Whether or not the city of Quincy will provide more funding for Big Bend Transit Shuttle Service will have to wait until the February meeting of the Transportation for the Disadvantaged Board has concluded.

Commissioners tabled funding a request from the company until the city’s representative to the Board brings back answers to the continuing requests for more funding from the company.

During the Jan. 23 commission meeting, Big Bend requested the city and the county both fund the company’s request at $18,000 each. Another $36,000 would come from fares collected to get the $72,000 needed to keep the service operating through the end of February.

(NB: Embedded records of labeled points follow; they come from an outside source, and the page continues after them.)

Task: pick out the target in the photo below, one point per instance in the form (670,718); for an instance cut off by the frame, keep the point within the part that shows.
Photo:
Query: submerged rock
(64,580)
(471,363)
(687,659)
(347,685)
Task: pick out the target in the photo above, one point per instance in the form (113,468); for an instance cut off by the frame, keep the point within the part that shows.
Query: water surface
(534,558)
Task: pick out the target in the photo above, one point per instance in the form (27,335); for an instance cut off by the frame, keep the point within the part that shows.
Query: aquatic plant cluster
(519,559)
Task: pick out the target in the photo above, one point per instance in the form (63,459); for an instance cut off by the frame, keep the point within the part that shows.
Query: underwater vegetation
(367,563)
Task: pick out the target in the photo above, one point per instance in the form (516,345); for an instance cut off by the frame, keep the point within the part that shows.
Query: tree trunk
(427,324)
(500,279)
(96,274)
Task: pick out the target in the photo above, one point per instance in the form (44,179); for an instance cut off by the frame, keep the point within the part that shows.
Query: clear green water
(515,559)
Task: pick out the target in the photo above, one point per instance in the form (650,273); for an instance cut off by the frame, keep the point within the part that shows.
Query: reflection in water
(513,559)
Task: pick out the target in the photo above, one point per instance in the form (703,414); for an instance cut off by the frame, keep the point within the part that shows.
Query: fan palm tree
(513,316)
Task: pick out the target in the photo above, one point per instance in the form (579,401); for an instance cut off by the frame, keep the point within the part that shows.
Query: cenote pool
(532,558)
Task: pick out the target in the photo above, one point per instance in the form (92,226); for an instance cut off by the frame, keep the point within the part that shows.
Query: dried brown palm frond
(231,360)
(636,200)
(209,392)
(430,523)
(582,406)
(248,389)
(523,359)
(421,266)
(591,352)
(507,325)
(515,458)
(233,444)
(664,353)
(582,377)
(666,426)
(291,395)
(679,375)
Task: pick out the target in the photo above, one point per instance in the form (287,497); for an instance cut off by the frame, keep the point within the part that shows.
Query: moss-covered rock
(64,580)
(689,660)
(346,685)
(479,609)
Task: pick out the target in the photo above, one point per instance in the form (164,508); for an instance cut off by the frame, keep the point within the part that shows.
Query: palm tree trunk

“Given that circumstance and reduction in trip ridership and the five-day work week as opposed to the four-day week, after Feb.28 the bus shuttle service in the city of Quincy will end unless the city and county enter into a new contract with Big Bend to continue the service for the remainder of the (fiscal) year. The overall cost of operating the shuttle for the year on a five-day schedule form 8:30 a.m. to 2:30 p.m. is $82,000,” said Bernard Piawah, director of building and planning.

On Sept. 30, 2012, the contract with Big Bend for their in-town Quincy service ended. The city and the county asked the company to continue the service.

Big Bend Transit Inc. provides bus shuttle service in Gadsden County. Among the services they offer is the Quincy in-town bus service, which provides service along a fixed route within the city limits. The city and the county contribute annually to the operation of the Quincy Shuttle.

After the contract ended in September, the two entities asked the company to continue the service based on a new fare and schedule.

Prior to Nov. 1, the fare was $1 per trip and the time of operation was 8:30 a.m. to 6 p.m., generating $12,000 from fares collected. Beginning Nov. 1, the fare became $2.50 per trip and the time of operation was changed from 8:30 a.m. to 2:30 p.m. and generated approximately $12,000. The ridership decreased, but the increase in fares generated nearly the same amount of money.

“It didn’t quite turn out the way we predicted. In order to increase ridership, we are proposing to change the fares from $2.50 to $1.75 and expand the route to include Gretna, St. John or Midway. The expansion of coverage to these new areas and elimination of non-effective routes are expected to generate more ridership and greater commercial activity in Quincy without an increase in the $82,000 cost of operations,” Piawah said.

But commissioners were not so sure the money would be well spent.

“Big Bend is a financially solvent company. Now they’re back for the third time. I think they want us to take over (the shuttle)” said Commissioner Andy Gay.

And while Commissioner Larry Edwards said he knows the request could become very expensive, he said, “The people who really need this service get lost in all of this.”

A final decision is expected at the Feb. 26 commission meeting.